Drones can hoover up vast amounts of video footage. But armies face “massive technical hurdles”—like limited satellite bandwidth—to shunt around all the data they collect, says Jack Watling in a collection of essays published by the Royal United Services Institute, a British think-tank. Moving data underwater is even harder. Shashank interviewed Owen Cote, an expert at the Massachusetts Institute of Technology, who explained why America might have an edge over China when it comes to hunting the other’s boats. 
Making sense of all this data can require help from artificial intelligence, as explained in this report on “battle networks” by the Centre for Strategic and International Studies, an American think-tank.

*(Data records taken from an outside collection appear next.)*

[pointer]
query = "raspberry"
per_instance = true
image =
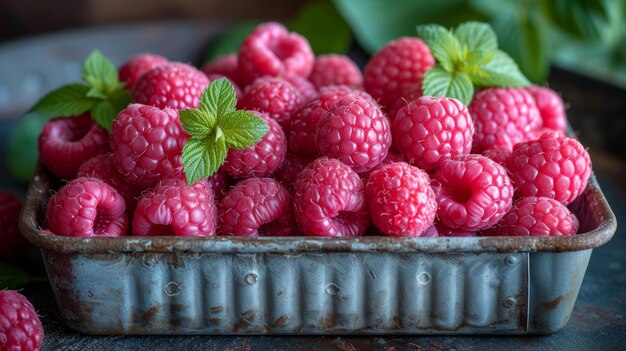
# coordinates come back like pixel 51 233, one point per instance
pixel 396 71
pixel 279 99
pixel 225 66
pixel 335 70
pixel 304 122
pixel 103 167
pixel 500 155
pixel 432 129
pixel 87 207
pixel 354 131
pixel 147 143
pixel 175 85
pixel 536 216
pixel 65 143
pixel 136 66
pixel 553 166
pixel 306 89
pixel 175 208
pixel 257 206
pixel 262 158
pixel 271 50
pixel 20 327
pixel 13 245
pixel 502 117
pixel 400 199
pixel 473 192
pixel 551 108
pixel 293 164
pixel 329 200
pixel 444 230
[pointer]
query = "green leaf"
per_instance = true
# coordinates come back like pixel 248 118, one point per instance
pixel 68 100
pixel 439 82
pixel 12 277
pixel 230 41
pixel 104 113
pixel 197 123
pixel 502 71
pixel 218 98
pixel 444 46
pixel 321 24
pixel 242 129
pixel 477 36
pixel 100 73
pixel 202 157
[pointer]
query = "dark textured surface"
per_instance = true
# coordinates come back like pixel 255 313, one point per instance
pixel 599 317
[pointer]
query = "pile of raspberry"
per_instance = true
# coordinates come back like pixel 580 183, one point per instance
pixel 347 153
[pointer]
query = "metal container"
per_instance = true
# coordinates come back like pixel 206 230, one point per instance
pixel 306 285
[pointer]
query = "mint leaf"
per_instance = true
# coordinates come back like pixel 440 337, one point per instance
pixel 444 46
pixel 202 157
pixel 100 73
pixel 197 123
pixel 242 129
pixel 214 127
pixel 439 82
pixel 501 70
pixel 218 98
pixel 68 100
pixel 477 36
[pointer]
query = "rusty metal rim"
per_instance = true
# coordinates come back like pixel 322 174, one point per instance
pixel 39 190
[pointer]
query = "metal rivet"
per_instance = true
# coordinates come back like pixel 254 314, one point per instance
pixel 332 289
pixel 172 289
pixel 510 260
pixel 251 278
pixel 510 301
pixel 423 278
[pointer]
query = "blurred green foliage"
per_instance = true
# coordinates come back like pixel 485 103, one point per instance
pixel 588 36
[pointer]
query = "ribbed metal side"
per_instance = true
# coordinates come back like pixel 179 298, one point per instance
pixel 375 293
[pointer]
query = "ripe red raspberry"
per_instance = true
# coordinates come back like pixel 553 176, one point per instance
pixel 536 216
pixel 553 166
pixel 304 122
pixel 329 200
pixel 226 66
pixel 293 164
pixel 175 85
pixel 175 208
pixel 551 108
pixel 279 99
pixel 12 244
pixel 20 327
pixel 335 70
pixel 396 71
pixel 103 167
pixel 502 117
pixel 147 143
pixel 354 131
pixel 257 206
pixel 302 85
pixel 65 143
pixel 473 192
pixel 87 207
pixel 271 50
pixel 136 66
pixel 429 130
pixel 400 200
pixel 500 155
pixel 260 159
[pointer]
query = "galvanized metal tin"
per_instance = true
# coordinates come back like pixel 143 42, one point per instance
pixel 305 285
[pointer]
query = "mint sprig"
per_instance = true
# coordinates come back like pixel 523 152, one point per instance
pixel 215 126
pixel 102 94
pixel 467 56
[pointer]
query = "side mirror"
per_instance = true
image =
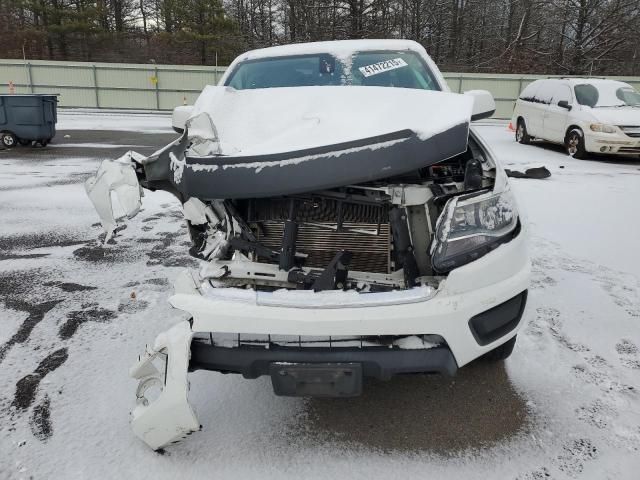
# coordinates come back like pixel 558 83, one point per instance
pixel 180 116
pixel 564 104
pixel 483 104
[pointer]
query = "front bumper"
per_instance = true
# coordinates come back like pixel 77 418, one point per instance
pixel 486 287
pixel 611 143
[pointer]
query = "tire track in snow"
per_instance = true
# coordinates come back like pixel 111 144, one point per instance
pixel 36 313
pixel 27 386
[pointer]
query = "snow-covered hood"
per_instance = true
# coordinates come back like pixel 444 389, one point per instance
pixel 274 120
pixel 617 115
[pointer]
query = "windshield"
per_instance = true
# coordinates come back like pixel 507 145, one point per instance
pixel 607 94
pixel 382 69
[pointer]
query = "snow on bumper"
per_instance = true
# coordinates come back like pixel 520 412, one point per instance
pixel 468 291
pixel 169 417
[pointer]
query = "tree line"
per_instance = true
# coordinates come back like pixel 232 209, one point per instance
pixel 573 37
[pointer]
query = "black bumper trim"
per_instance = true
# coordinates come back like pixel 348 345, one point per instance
pixel 498 321
pixel 377 362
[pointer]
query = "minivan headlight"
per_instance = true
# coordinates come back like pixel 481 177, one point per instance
pixel 471 226
pixel 602 127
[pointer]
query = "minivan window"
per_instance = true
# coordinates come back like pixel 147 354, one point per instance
pixel 546 91
pixel 607 94
pixel 529 92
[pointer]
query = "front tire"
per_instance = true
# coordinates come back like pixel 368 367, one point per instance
pixel 502 352
pixel 574 143
pixel 9 140
pixel 522 136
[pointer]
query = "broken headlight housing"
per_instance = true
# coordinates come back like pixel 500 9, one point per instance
pixel 471 226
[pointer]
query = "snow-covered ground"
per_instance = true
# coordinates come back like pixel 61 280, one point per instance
pixel 74 316
pixel 136 120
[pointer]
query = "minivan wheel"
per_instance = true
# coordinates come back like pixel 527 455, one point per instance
pixel 521 133
pixel 502 352
pixel 574 143
pixel 9 140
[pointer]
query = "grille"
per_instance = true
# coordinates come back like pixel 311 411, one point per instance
pixel 631 131
pixel 370 252
pixel 316 210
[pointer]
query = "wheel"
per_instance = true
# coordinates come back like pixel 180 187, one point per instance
pixel 574 143
pixel 521 133
pixel 9 140
pixel 502 352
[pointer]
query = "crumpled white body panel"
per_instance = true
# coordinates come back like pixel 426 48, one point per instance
pixel 169 417
pixel 116 176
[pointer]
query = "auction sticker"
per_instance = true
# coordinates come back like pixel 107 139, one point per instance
pixel 381 67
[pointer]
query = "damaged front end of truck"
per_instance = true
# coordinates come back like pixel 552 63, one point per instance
pixel 310 254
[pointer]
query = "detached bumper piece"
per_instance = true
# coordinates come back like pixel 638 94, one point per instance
pixel 498 321
pixel 300 171
pixel 163 414
pixel 377 362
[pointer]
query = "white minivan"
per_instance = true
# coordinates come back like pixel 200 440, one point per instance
pixel 583 114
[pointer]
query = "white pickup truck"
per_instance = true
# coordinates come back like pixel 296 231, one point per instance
pixel 349 221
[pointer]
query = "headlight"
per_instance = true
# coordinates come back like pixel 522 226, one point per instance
pixel 602 127
pixel 471 226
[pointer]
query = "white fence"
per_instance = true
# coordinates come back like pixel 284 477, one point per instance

Revolutions in warfare are often hard to
discern
until they are put into action. But it is clear that in an age of
ubiquitous
sensors, armed forces will need to think differently. Shashank’s reporting covers how electronic warfare and cyber-attacks will be used to blind the enemy;
decoys
and
deception
will be used to trick the sensors; and tactics may need to change, with
high-tempo blitzkrieg
perhaps giving way to a slower and messier way of war.